As I retrieved it, I noticed it was misshapen, with the general form of a banana, and there was a stain on the striped fabric of the umbrella, a dark red, perhaps rust. The bookseller seemed embarrassed by its condition and tucked it back into the cart. “Always rolling off . . .” he apologized.

 

I was amazed by the sheer number of volumes of all kinds of bindings, colors, and sizes wherever my eyes traveled. Every conceivable space on any table or shelf and much of the floor was claimed by piles about the height of a tall man’s knee, with a wobbly wooden ladder that could be wheeled around. Mr. Fergins, his energy restored, mounted this with an athletic step that propelled him to the tops of the highest peaks.
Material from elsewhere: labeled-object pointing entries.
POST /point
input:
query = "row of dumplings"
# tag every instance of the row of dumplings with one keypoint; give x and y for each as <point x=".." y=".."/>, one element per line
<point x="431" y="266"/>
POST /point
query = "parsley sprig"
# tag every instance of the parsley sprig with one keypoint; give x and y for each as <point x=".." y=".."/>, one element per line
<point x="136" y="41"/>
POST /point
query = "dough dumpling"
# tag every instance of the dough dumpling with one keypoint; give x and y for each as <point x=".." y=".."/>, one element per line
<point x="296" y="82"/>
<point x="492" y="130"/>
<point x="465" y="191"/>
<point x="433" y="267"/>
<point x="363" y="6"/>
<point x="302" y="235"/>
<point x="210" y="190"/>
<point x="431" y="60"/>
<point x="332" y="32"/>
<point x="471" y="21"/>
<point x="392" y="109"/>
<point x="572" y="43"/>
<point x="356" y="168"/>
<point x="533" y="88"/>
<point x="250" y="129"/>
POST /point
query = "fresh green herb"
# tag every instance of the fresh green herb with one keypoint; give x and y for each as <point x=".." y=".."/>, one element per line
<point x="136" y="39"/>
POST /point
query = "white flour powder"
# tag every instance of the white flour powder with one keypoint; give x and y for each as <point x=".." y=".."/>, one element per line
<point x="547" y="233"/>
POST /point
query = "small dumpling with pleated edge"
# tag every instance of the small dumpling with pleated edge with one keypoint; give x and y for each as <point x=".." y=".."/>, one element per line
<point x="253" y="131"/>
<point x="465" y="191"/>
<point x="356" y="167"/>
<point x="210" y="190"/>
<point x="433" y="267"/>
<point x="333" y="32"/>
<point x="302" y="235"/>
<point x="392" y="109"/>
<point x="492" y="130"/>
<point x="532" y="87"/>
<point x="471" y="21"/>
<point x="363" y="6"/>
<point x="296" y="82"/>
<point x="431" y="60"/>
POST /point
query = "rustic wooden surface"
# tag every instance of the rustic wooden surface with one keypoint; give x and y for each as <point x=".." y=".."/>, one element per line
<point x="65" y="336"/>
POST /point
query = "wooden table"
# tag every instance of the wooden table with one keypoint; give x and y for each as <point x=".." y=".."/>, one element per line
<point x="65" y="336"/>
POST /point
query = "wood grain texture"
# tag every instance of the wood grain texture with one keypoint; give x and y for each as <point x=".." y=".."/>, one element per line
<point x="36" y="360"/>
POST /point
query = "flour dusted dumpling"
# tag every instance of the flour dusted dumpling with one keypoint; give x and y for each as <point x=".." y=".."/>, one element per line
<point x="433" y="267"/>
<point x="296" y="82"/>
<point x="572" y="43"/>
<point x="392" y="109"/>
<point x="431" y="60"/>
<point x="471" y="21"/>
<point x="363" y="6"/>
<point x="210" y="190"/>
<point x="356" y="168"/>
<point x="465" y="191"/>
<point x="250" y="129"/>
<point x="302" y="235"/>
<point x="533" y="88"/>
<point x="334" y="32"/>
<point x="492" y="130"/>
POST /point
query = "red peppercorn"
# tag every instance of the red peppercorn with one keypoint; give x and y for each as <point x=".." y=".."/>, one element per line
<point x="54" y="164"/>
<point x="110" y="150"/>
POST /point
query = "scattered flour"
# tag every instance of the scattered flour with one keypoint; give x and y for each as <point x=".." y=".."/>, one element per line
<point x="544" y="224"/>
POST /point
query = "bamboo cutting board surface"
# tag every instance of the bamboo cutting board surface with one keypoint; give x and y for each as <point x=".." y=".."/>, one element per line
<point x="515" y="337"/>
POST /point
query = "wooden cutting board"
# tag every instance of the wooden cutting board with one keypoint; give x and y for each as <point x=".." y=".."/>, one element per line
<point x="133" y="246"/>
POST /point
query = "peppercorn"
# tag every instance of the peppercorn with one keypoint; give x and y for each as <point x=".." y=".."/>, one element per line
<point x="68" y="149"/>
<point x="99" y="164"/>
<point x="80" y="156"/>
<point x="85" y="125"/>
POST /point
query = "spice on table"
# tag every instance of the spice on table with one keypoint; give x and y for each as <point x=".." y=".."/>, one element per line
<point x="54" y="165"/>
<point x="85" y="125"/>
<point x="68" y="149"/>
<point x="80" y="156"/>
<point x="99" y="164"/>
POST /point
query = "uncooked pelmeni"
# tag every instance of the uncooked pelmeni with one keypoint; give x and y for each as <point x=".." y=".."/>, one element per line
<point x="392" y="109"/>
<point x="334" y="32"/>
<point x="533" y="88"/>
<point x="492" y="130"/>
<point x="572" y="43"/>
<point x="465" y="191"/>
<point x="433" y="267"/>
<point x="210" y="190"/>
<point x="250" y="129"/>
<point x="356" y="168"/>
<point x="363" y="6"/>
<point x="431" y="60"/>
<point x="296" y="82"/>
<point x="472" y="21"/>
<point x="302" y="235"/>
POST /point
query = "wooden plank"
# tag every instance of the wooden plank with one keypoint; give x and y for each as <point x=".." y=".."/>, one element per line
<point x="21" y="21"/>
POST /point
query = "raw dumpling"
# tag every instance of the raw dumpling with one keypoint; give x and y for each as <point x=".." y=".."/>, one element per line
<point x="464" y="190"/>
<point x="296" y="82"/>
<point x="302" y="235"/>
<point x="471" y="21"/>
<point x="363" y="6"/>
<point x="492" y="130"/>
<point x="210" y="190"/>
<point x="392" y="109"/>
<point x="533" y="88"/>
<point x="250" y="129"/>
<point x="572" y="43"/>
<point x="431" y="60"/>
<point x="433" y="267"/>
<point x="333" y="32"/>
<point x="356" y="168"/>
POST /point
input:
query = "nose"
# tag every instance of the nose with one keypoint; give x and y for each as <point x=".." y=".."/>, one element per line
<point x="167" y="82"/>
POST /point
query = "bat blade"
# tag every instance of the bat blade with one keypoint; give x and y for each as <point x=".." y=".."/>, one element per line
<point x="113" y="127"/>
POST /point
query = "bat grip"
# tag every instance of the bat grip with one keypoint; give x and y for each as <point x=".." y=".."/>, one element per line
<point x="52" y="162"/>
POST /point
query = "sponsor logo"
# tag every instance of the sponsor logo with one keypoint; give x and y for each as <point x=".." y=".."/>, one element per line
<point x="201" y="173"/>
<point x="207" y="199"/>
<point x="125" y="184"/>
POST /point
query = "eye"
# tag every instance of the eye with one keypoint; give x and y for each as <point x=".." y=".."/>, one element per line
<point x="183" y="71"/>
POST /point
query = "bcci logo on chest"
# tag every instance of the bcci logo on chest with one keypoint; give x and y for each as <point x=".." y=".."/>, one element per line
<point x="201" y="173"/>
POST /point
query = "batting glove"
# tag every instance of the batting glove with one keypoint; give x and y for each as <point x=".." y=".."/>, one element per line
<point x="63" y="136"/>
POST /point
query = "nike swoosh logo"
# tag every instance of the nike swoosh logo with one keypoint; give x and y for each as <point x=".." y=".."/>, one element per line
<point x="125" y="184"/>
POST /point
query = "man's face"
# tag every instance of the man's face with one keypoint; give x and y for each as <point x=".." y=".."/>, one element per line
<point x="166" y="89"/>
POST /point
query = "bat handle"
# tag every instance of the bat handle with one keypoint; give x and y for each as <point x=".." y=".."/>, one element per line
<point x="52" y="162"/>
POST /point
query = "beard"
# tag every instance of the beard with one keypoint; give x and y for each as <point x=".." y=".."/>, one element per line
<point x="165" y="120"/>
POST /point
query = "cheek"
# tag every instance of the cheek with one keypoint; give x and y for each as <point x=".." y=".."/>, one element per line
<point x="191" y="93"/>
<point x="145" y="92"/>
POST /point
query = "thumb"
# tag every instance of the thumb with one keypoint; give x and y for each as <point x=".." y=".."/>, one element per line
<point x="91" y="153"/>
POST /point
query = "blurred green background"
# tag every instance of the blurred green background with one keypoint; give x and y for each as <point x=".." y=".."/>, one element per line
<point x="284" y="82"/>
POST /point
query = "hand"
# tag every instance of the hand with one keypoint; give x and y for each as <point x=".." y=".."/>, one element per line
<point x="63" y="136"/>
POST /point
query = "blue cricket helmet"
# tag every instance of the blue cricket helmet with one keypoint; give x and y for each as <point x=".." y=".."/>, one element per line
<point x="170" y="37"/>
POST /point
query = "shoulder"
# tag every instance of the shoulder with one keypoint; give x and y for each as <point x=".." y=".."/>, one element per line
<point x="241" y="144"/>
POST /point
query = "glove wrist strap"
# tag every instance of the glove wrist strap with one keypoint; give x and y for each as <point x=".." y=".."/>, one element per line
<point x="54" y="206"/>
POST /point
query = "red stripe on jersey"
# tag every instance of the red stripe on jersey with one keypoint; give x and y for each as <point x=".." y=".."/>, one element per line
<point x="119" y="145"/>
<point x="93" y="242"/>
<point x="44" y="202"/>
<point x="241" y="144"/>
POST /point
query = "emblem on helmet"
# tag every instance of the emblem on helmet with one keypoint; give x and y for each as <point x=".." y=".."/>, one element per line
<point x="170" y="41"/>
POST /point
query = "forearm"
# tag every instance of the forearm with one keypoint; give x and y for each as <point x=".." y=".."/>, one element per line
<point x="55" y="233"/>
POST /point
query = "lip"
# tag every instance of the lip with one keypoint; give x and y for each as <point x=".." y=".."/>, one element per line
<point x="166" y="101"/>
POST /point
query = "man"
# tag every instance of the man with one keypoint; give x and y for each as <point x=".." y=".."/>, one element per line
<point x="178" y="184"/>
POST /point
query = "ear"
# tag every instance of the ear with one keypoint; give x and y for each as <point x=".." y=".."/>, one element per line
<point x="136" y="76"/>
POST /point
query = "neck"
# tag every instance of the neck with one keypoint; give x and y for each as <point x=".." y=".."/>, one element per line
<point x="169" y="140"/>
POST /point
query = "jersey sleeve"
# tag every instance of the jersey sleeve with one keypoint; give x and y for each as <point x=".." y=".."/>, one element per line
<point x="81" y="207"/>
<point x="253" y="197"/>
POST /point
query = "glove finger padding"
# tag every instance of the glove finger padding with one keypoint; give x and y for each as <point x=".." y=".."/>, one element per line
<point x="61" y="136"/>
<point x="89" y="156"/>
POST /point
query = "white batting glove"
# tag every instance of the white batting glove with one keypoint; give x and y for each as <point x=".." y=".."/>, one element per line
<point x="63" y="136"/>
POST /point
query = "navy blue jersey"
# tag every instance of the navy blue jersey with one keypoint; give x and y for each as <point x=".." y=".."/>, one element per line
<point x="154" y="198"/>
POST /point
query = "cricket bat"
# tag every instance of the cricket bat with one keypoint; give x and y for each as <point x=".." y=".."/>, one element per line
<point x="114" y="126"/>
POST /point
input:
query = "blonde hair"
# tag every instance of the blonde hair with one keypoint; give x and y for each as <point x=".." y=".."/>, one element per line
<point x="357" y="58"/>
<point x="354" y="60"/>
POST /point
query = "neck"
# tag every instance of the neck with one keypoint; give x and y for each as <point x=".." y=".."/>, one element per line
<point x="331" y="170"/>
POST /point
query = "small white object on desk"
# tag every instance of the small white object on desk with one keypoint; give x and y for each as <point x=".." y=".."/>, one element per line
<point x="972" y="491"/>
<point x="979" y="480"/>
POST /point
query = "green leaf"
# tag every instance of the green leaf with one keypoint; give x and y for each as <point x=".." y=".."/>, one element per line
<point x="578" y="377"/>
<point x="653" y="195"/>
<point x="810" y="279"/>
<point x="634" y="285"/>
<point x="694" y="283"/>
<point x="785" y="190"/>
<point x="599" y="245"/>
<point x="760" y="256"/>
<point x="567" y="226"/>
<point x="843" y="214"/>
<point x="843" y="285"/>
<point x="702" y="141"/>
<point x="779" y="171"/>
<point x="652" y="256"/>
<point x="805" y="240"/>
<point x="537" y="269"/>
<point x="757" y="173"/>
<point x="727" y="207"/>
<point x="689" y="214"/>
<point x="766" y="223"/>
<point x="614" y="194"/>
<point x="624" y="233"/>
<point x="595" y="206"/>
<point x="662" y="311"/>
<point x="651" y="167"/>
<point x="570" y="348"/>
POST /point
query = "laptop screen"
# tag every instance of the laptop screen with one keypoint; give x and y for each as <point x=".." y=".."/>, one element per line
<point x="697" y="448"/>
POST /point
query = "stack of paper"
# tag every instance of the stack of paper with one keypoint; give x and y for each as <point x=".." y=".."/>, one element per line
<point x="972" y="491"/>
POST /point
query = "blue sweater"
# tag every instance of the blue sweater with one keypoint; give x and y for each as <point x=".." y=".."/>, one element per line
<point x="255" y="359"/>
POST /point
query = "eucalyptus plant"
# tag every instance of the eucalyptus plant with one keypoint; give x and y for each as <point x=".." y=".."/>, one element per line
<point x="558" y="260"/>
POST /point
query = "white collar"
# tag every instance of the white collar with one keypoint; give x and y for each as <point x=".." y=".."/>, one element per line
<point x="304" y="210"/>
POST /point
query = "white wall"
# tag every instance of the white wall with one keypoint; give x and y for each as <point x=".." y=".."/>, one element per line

There were strong fumes of oil, too, though not nearly enough light to read the titles of the books without putting your face against them.

 

“Now I see how you can boast such a wide selection in your cart.”

 

“Oh, no. These are not books that I sell on the train cars or in the street, dear boy. I have a pair of storage rooms two streets away for inventory.”

 

“Oh?”

 

“These are books and folios I collected, starting long before I had my own stall in Hoxton Square in London. Much of it was purchased from the stock of bankrupt publishing firms, private libraries, auctions, sometimes junk dealers who were too ignorant about books to know what they had in front of them. Go on, do look around for yourself. These books have witnessed life and death.”

 

I laughed at the grave proclamation until I saw he was contemplative and serious. I made my way through the great maze of books, careful not to brush any binding with my coat. Interspersed with the familiar names of literary greats lurked mundane, interchangeable titles such as Manual of Bibliography, Bibliographers’ Manual, and American Bibliography. There was a shelf of humorously titled books such as Drowsy’s Recollections of Nothing and History of the Middling Ages that were not books at all, but rather imitation volumes Mr. Fergins had purchased from a public auction at the country home of the late Charles Dickens, who commissioned the false books to conceal a door in his library. I stopped to examine some books resting above these.

 

“Have you ever read it?”

 

I was looking at about half a dozen books with the same title: editions of Mary Shelley’s Frankenstein.